Last updated on December 13, 2018 at 14:48

Acute inflammation occurs in the time span of minutes to hours. The most important leukocyte is the neutrophil granulocyte. Vasodilation and permeability increase, which produces all the local signs of acute inflammation.

Signs of an acute inflammation

The local signs are usually these, and you can remember them by using your imagination and thinking about one time you or someone you know had an inflammation:

  • Calor – Heat
  • Rubor- Redness
  • Tumor – Swelling
  • Dolor – Pain
  • Functio laesa – Loss of function

The systemic signs are usually caused by the acute phase reaction:

  • Fever
    • Induced by TNF-α and IL-1
  • Acute phase proteins
    • Induced by IL-6
    • C-reactive protein (CRP), fibrinogen and Serum Amyloid A (SAA) increases.
    • The increased fibrinogen causes increased erythrocyte sedimentation rate (ESR)
  • Leucocytosis
    • Induced by TNF-α and IL-1
  • Pulse increases
  • Loss of appetite
  • Chills

In some severe cases, even sepsis can happen.

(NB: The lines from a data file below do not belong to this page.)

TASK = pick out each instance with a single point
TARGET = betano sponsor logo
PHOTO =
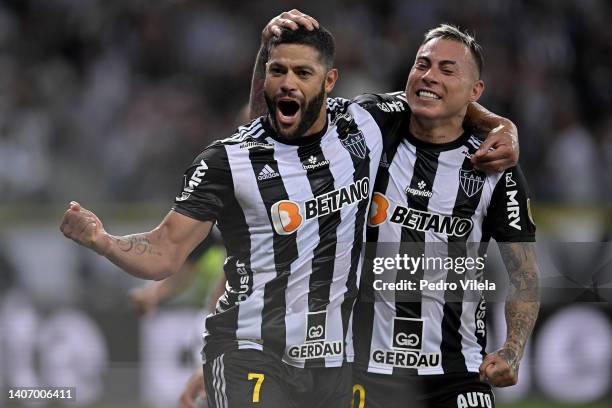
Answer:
(425, 221)
(287, 215)
(417, 220)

Sepsis is the life-threatening organ dysfunction caused by a deregulated host response to infection.

Morphological classification of acute inflammation

An acute inflammation can cause the pores and wounds to emit a fluid with exudate (protein rich) composition. There are several types:

  • Serous
  • Fibrinous
  • Pseudomembranous
  • Purulent
  • Haemorrhagic
  • Gangrenous

Let’s take a closer look at them.

  • Serous inflammation

This exudate is protein-poor, almost like transudate, and comes from plasma or mesothelial cells (serous membranes). It can be caused by mild and superficial inflammations, mild trauma or burns and viral and autoimmune inflammations.

Some examples are:

  • Common cold
  • Hay fever
  • Viral meningitis
  • Skin blisters
  • Fibrinous inflammation

As the name suggests, it’s a fibrin rich exudate. The vascular permeability is increased, so fibrinogen can pass through the endothelial barriers and end up as fibrin in the extracellular spaces. This usually happens in the linings of the body cavities, such as meninges, pleura and pericardium.

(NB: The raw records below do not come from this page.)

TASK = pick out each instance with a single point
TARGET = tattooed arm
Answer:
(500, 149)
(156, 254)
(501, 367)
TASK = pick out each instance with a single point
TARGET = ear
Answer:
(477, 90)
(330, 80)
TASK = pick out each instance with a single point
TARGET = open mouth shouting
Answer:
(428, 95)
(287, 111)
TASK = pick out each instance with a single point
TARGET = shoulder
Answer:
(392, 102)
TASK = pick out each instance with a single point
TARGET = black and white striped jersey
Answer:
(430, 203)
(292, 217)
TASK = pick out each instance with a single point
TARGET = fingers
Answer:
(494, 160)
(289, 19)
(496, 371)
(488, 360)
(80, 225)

It can be resolved by fibrinolysis, but sometimes it resists and can cause complications because it leaves fibrous scar tissue, especially in the pericardium as it can cause:

  • Constrictive pericarditis
    Pericardial layers grows together with scar tissue
  • Concretio pericardii
    The layers adhere to eachother
  • Accretio pericardii
    Parietal pericardium adheres to pleura

Causes for fibrinous inflammations are more severe infections than in serous inflammation. It can be caused by:

  • Bacterial infection
  • Early stage autoimmune inflammation
  • Chemical inflammation
  • Rheumatic fever
  • Myocardial infarct
  • Uraemia

Some examples:

  • Fibrinous pericarditis
  • Fibrinous pleuritis

 

  • Pseudomembranous inflammation

The bacteria Clostridium difficile and Corynebacterium Diphtheriae can give a pseudomembranous inflammation. C. difficile produces two toxins called toxin A (enterotoxin) and toxin B (cytotoxin), which damage the lining of the GI tract by destroying tight junctions between epithelial cells and by destroying their cytoskeleton. The epithelial cells loosen from the extracellular matrix, which cause them to undergo a form of apoptosis called anoikis.

  • Purulent inflammation

This inflammation yields a neutrophil-rich exudate together with necrotic cells and oedema, so-called pus, and is caused by pyogenic (pus-forming) bacteria.

We have three classical forms, depending on where the inflammation is:

  1. Abscess – pus in tissue
    • Abscesses leave behind their own cavities, like as seen here.
    • Abscesses are always surrounded by a pyogenic membrane, a membrane formed by the body to limit the spreading of the abscess.
  2. Phlegmone – pus spreading in soft (connective) tissue
    • Like inside the brain parenchyme, or under the skin
    • Has no boundary, unlike abscesses
  3. Empyema – pus in a (pre-existing, anatomically normal) cavity

Some examples are:

Purulent meningitis is a condition caused by bacteria. In infants it’s usually caused by E. coli, but in adults it’s either caused by meningococci, pneumococci or listeria. Symptoms include headache, fever, stiff neck, photophobia and sepsis.

If the purulent meningitis is caused by meningococci, and the patient develops sepsis will the patient develop something called Waterhouse-Friederichsen syndrome. In WFS syndrome will there be a bilateral haemorrhage of the adrenal glands, which causes death due to lack of fluid regulation by aldosterone.

  • Haemorrhagic inflammation

In this type, a large amount of blood is present in the exudate. This can be caused by bacterial, viral and parasitic infections as well as chemical inflammation.

Some examples are:

    • Haemorrhagic cystitis
      • Inflammation in bladder.
      • Can cause further uraemia and haematuria
    • Viral haemorrhagic fever like Ebola
    • Herpes encephalitis
    • Plague
    • Anthrax
    • Uraemic pericarditis

 

  • Gangrenous inflammation

This occurs when there’s both purulent inflammation and ischaemic necrosis in the tissue. The inflammation is caused by bacteria, and diabetes is a risk factor for the ischaemia. More about the different types of gangrene can be studied here.

An example is acute appendicitis. Obstruction by faecalith (stones made of faeces) or food and hyperplasia of lymphatics can compromise the circulation, which results in ischaemia. Bacteria can then grow in the necrotic tissue, producing pus.

Sometimes can a periappendicular abscess develop, which can prevent spreading of the appendicitis.

Other examples of gangrenous inflammation include:

    • Cholecystitis
    • Lung gangrene
    • Feet
Outcome of acute inflammation

So, what happens next after an acute inflammation? We know by now how the immune system reacts, and how the exudate can look like and where it will appear. Let’s study the outcome.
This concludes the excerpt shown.